I also handled ethnicity similarly (though not with a green, orange, or blue-skinned member). Joan and Greg were Hispanic, or at least had some Hispanic heritage in their background, though this was not emphasized (the Legion could get away with alien and alien-skinned members in the early and mid-60's--but those comics would have had a tough time selling in certain parts of the country then if their "unique" members were depicted as black or Hispanic or Asian instead of orange, green, or blue). But for RAoF it would not be until Liquide and Mercuria joined the Rainbow Arc of Fire that there would be teammates who appeared to be a woman with Asian features or one with African-American features--though, again, each had her own unique qualities that were done to emphasize the ethnic imbalances that had existed in the early and mid-60's.

Did DC deliberately try to have an ethnically diverse Legion by making them differently (though alien) colored even if they knew they would not be able to have African-American or Hispanic or Asian legionnaires until much later in the decade? I don't know for certain, but it seems possible. Did the staff give Element Lad an obviously pink and white uniform and later show him as still single when he was an adult legionnaire because someone along the line wanted to hint toward him possibly being gay? I seriously doubt that, but I suppose some readers could fantasize that he might be gay--and at least the possibility remained to make him so. In the 2000's, for one Legion (there have been several over the years), Invisible Kid obviously had feelings for Brainiac 5; but that was undone by a new Legion which appeared more recently when that other Legion was shelved.
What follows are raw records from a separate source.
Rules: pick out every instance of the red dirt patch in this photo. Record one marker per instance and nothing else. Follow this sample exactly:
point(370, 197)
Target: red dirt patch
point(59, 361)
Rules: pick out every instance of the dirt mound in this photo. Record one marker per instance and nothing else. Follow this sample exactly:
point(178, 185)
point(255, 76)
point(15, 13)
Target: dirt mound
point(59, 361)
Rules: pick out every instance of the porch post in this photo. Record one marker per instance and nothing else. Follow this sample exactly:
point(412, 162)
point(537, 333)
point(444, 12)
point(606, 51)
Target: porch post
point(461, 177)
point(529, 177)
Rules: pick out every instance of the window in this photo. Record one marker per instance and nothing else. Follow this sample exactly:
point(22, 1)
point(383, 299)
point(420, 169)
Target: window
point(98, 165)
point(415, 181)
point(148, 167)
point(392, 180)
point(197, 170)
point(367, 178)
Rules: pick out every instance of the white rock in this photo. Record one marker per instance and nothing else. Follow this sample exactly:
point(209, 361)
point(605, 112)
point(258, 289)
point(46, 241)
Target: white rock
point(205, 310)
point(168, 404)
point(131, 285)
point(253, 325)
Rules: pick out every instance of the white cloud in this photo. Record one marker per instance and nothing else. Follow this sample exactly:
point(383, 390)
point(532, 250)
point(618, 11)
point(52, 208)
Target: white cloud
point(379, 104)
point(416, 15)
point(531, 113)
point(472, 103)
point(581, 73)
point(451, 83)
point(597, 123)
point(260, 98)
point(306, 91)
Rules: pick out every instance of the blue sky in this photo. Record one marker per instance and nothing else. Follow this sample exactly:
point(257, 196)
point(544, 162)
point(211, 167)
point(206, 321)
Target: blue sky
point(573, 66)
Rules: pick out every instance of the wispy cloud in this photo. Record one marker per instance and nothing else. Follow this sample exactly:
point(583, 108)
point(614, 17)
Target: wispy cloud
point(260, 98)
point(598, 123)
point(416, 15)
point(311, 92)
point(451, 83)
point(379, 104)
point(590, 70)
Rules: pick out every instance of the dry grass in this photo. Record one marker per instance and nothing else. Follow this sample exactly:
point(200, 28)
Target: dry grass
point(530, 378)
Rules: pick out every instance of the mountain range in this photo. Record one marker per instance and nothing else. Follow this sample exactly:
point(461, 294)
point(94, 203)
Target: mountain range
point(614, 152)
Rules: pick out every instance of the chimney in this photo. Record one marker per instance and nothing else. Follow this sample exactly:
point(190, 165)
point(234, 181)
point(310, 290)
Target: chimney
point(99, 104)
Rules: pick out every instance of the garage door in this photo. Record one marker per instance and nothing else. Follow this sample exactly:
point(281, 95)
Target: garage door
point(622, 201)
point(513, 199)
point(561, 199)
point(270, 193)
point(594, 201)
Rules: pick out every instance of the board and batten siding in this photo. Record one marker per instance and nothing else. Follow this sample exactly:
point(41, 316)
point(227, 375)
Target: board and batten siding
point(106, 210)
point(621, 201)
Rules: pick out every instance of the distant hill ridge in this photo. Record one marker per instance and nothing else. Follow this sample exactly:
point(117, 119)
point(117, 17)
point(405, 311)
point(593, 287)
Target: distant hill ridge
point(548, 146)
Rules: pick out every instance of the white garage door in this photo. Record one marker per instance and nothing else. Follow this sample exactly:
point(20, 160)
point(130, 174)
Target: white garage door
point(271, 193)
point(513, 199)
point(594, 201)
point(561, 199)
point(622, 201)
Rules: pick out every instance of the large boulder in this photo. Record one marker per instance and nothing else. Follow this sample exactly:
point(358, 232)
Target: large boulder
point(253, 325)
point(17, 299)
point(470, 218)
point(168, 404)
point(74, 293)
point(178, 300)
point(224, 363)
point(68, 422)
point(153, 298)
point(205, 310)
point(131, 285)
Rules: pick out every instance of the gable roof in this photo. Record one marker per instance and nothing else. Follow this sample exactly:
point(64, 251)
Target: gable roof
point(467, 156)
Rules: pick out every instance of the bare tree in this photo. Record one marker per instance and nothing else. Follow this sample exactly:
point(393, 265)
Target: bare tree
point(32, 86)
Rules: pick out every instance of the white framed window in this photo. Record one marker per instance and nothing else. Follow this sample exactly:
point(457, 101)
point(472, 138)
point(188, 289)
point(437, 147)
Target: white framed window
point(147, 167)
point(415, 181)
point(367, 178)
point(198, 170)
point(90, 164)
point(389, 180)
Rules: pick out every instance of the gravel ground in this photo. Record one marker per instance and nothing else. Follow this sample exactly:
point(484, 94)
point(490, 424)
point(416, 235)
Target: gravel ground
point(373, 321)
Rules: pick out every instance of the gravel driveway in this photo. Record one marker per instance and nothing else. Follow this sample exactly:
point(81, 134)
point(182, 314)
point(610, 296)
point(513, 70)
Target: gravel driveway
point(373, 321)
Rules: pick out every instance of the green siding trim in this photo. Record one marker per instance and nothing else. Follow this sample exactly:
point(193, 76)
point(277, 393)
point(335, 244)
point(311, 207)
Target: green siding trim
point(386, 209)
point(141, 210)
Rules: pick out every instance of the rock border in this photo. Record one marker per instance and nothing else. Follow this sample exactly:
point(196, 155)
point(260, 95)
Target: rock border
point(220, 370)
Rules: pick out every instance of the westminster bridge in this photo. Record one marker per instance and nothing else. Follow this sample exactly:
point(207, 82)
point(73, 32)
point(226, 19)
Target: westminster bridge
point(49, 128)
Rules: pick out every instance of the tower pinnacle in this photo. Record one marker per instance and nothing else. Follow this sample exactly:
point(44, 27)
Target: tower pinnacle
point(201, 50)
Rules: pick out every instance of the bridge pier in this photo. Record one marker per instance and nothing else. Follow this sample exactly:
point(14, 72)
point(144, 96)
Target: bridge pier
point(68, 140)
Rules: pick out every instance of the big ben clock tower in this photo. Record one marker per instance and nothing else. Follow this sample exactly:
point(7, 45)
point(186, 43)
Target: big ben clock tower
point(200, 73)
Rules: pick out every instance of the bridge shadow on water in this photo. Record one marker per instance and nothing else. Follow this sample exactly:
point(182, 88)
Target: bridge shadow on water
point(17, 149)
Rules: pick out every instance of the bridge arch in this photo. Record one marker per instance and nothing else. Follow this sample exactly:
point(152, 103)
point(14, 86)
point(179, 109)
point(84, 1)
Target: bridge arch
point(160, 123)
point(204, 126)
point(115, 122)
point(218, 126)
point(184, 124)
* An interior scene of the early Legion clubhouse did show the backs of heads of four more legionnaires, three of whom were girls; but we were not shown whom they were. A later panel in the first Legion comic also showed an unidentifiable young man in the foreground and another who could only have been a green-skinned Brainiac 5 along with a second unidentifiable boy member standing behind Brainiac 5.